With Lemmy no longer with us, I suppose the mantle of British band that consistently cranks out albums capturing a signature sound and nothing else now falls to Saxon. Over the course of decades, Saxon has become one of those bands that may not always amaze, but seldom disappoints. Their meat-and-potatoes heavy metal is rooted in their past, and continues to this day to be music for the everyman. Like quite a lot of bands, they had a late-career renaissance not too long ago (has anyone figured out how so many older bands pulled that off?), and are still riding that wave. Myself, I didn't ride that along with everyone else. While I know the main gist of Saxon lore, I am a neophyte when it comes to taking on their albums.

Saxon's music is all about a rhyme; the riff and Biff. Their songs are built on thick riffing and Biff Byford's classic vocals. Both of those are on ample display throughout "Thunderbolt". Just on the title track, we get some heavy descending riffs that are pure heavy metal, and Biff's voice has barely aged from the glory days. He is one of the lucky ones who sound great even as they get older, and its his enthusiasm that allows Saxon to keep on keeping on the way they have. Other bands, who will remain nameless, have not been so lucky. When the vocalist ages, especially in metal, the music dies along with the singer's vibrancy.

For the most part, the band stays in their comfort zone, delivering songs that hit on the basics, without deviating much from the formula. That's for the best, because there's no reason to go searching for something new when you already have something good going. There's strength in knowing what you're good at, and sticking with it through this and thin.

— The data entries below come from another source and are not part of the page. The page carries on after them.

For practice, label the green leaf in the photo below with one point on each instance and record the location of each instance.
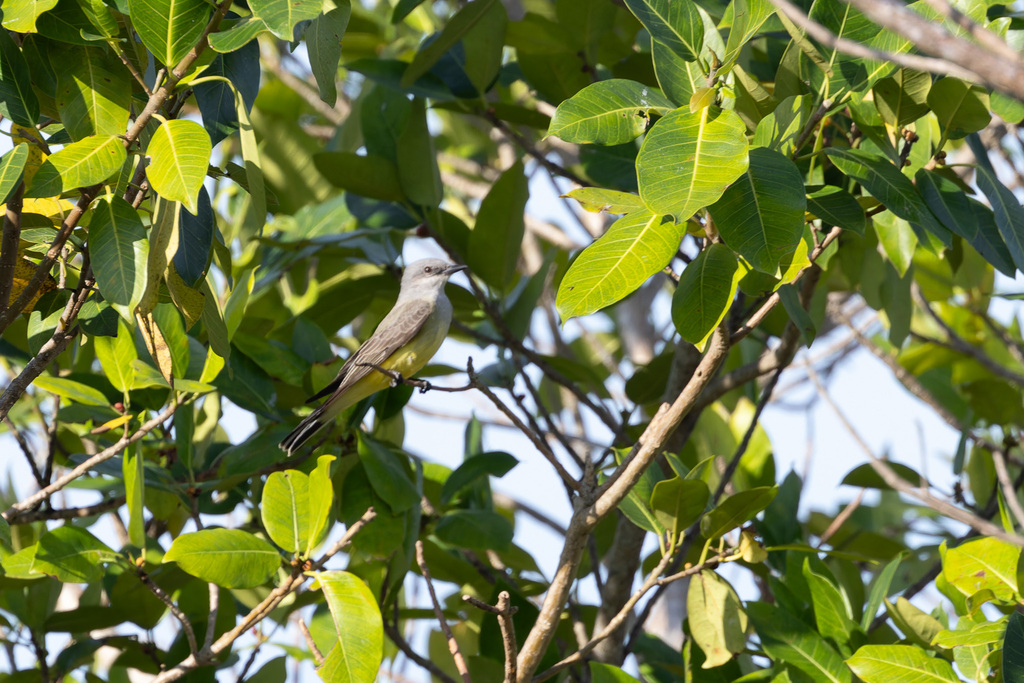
(72, 390)
(285, 509)
(887, 184)
(238, 36)
(323, 39)
(879, 592)
(687, 160)
(133, 471)
(981, 564)
(605, 673)
(116, 355)
(73, 555)
(675, 24)
(227, 557)
(832, 613)
(780, 129)
(417, 160)
(884, 664)
(735, 510)
(371, 176)
(495, 464)
(705, 293)
(748, 17)
(716, 617)
(1008, 210)
(787, 639)
(169, 28)
(17, 100)
(120, 253)
(761, 215)
(81, 164)
(476, 529)
(637, 246)
(455, 30)
(966, 217)
(610, 201)
(93, 92)
(356, 655)
(179, 154)
(20, 15)
(321, 500)
(12, 170)
(678, 503)
(679, 79)
(1013, 648)
(388, 475)
(835, 206)
(496, 240)
(961, 108)
(902, 97)
(609, 112)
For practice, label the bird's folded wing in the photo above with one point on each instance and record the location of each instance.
(394, 332)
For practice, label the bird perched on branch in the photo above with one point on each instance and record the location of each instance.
(403, 342)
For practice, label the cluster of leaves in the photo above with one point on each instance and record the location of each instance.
(739, 154)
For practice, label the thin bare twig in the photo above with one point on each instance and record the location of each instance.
(504, 610)
(460, 663)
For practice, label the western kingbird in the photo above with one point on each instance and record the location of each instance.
(403, 342)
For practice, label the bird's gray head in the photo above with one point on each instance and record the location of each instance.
(428, 272)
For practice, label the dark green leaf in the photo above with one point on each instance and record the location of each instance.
(496, 241)
(230, 558)
(495, 464)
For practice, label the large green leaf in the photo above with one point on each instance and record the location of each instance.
(227, 557)
(887, 184)
(81, 164)
(12, 169)
(285, 509)
(17, 100)
(116, 355)
(761, 215)
(676, 24)
(716, 617)
(373, 176)
(455, 30)
(688, 159)
(835, 206)
(120, 253)
(323, 39)
(1008, 210)
(169, 28)
(497, 238)
(735, 510)
(358, 628)
(73, 555)
(902, 97)
(637, 246)
(1013, 648)
(790, 640)
(961, 108)
(180, 155)
(677, 503)
(884, 664)
(966, 217)
(20, 15)
(72, 390)
(607, 113)
(93, 92)
(705, 293)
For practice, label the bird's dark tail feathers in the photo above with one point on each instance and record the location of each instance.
(303, 432)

We do get a few slight twists though. "Nosferatu (The Vampire's Waltz)" slows things down, and tries to be a more dramatic and epic take on Saxon's sound, while "Predator" layers some harsh vocals in with Biff's voice. While the former is a welcome attempt, there really was no need for the latter. Covering up one of your better attributes isn't the smartest of moves.

The one thing I haven't gotten to yet is the songwriting. I wasn't trying to avoid the subject, since it's of paramount importance, but there isn't much to say. While the band is playing well, and Biff is singing well, there aren't enough melodies throughout the album to keep me fully engaged. The style Saxon came up playing wasn't built on that, and it's why I sometimes struggle with traditional heavy metal. We get "The Secret Of Flight" and "Sons Of Odin" that have solid melodic choruses, but they are the minority. The majority of the record is in the shouted anthem style, which will work for most fans, but leaves me a bit cold.

Overall, "Thunderbolt" is a fine Saxon album. It does the things Saxon are expected to do, and it will satisfy traditional heavy metal fans, no doubt. I was hoping for something a bit more melodic, so I'm going to enjoy this less than many. Still, I can see what others will, and in that respect "Thunderbolt" is another worthy Saxon album.